Erneuert wurde die NATO-EU-Erklärung dann beim NATO-Gipfel 2018 in Brüssel. Der Mehrwert der Kooperation, besonders die Abwehr gemeinsamer Bedrohungen, wurde dabei betont. Weitere Felder zur Festigung der strategischen Partnerschaft zwischen NATO und EU wurden darüber hinaus identifiziert. Eines der Projekte der PESCOPermanent Structured Cooperation (Permanent Structured Cooperation), der Ständigen Strukturierten Zusammenarbeit, fokussiert sich auf militärische Mobilität. Dieses sei das Flaggschiff der NATO-EU Zusammenarbeit. Militärische Mobilität bedeutet die Vereinfachung und Standardisierung der Verlegung von Personen und Material bei militärischen Transporten. Ein weiteres wichtiges Beispiel für NATO-EU-Kooperation ist der gemeinsame Umgang mit hybriden Bedrohungen.

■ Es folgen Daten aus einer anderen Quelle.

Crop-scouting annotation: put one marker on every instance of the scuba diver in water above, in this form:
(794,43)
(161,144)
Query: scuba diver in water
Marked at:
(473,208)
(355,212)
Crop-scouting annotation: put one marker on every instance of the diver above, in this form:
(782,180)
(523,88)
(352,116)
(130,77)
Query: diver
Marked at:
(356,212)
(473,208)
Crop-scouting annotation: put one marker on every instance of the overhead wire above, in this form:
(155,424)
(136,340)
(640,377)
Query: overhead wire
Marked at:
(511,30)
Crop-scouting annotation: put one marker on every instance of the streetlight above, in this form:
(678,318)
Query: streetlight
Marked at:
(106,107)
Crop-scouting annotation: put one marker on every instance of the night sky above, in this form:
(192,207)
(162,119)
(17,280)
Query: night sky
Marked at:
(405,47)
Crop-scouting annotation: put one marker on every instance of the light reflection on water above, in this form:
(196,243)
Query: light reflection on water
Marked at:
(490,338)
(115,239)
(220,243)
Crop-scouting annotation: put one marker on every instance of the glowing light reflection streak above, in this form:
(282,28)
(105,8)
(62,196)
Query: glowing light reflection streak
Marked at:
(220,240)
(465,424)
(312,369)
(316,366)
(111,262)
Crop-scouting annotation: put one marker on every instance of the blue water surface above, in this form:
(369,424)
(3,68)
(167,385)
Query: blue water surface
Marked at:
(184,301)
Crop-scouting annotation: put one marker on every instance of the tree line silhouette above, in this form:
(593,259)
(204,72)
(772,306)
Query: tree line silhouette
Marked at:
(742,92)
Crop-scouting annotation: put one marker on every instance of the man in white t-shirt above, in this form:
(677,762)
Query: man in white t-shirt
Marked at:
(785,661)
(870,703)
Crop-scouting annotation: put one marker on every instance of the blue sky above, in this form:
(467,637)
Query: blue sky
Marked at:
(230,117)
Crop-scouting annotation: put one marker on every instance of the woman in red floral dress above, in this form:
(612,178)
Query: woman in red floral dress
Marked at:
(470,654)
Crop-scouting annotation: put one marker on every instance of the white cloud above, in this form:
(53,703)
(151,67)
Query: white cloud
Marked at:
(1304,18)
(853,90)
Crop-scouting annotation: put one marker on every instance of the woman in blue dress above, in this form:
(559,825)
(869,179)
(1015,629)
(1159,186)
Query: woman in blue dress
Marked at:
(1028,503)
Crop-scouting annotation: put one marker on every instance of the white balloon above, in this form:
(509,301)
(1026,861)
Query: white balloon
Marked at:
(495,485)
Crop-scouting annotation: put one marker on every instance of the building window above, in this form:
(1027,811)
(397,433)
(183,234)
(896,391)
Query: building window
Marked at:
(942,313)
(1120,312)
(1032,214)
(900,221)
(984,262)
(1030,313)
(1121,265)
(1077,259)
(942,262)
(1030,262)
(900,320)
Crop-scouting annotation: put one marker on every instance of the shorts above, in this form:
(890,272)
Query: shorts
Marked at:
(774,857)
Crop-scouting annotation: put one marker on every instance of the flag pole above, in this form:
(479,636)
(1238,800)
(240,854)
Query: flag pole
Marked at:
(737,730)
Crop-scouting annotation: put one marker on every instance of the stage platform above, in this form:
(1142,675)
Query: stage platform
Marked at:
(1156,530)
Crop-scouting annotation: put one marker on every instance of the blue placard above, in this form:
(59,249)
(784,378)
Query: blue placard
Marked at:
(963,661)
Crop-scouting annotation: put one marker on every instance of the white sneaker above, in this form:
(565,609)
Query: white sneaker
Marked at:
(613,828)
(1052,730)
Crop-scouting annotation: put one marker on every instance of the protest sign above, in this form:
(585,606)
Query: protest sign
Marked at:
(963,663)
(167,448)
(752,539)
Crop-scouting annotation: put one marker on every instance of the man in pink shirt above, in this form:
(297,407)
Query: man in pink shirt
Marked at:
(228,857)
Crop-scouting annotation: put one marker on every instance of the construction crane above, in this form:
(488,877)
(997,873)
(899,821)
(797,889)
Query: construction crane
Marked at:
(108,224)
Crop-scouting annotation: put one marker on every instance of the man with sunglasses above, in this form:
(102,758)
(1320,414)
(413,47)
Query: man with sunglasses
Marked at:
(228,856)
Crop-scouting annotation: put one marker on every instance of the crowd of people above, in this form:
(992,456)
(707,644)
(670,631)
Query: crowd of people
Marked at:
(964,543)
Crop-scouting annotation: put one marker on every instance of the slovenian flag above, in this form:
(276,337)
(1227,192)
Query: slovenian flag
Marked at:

„Und dann haben NATO und EU nach der russischen Invasion in der Ukraine am 24. Februar 2022 ihre Zusammenarbeit auf den genannten Feldern nochmal intensiviert – getragen von der gemeinsamen Herausforderung in diesen Zeiten“, so Cadenbach. Dieses zusätzliche Engagement sei in allen zuständigen Abteilungen im NATO-Hauptquartier deutlich zu spüren. Die NATO-EU-Zusammenarbeit werde im Hauptquartier in Arbeitssträngen organisiert und koordiniert, die von den oben genannten drei gemeinsamen Erklärungen und den 74 identifizierten Maßnahmen ausgingen.
Für jedes der Aufgabenfelder gebe es im Hause Experten, deren Expertise dann von der Abteilung Political Affairs and Security Policy (PASP) zusammengeführt werde, so Cadenbach. Diese Inhalte würden dann in einer NATO-EU-Core-Group koordiniert, bis dann die NATO-EU-Steering-Group den strategischen Überblick liefere. „Diese Struktur haben wir uns informell gegeben“, berichtet Cadenbach. Ein zentrales Element der Zusammenarbeit sei die gegenseitige Unterrichtung auf allen Ebenen. „NATO und EU arbeiten sehr erfolgreich Hand in Hand zusammen“, so die Expertin.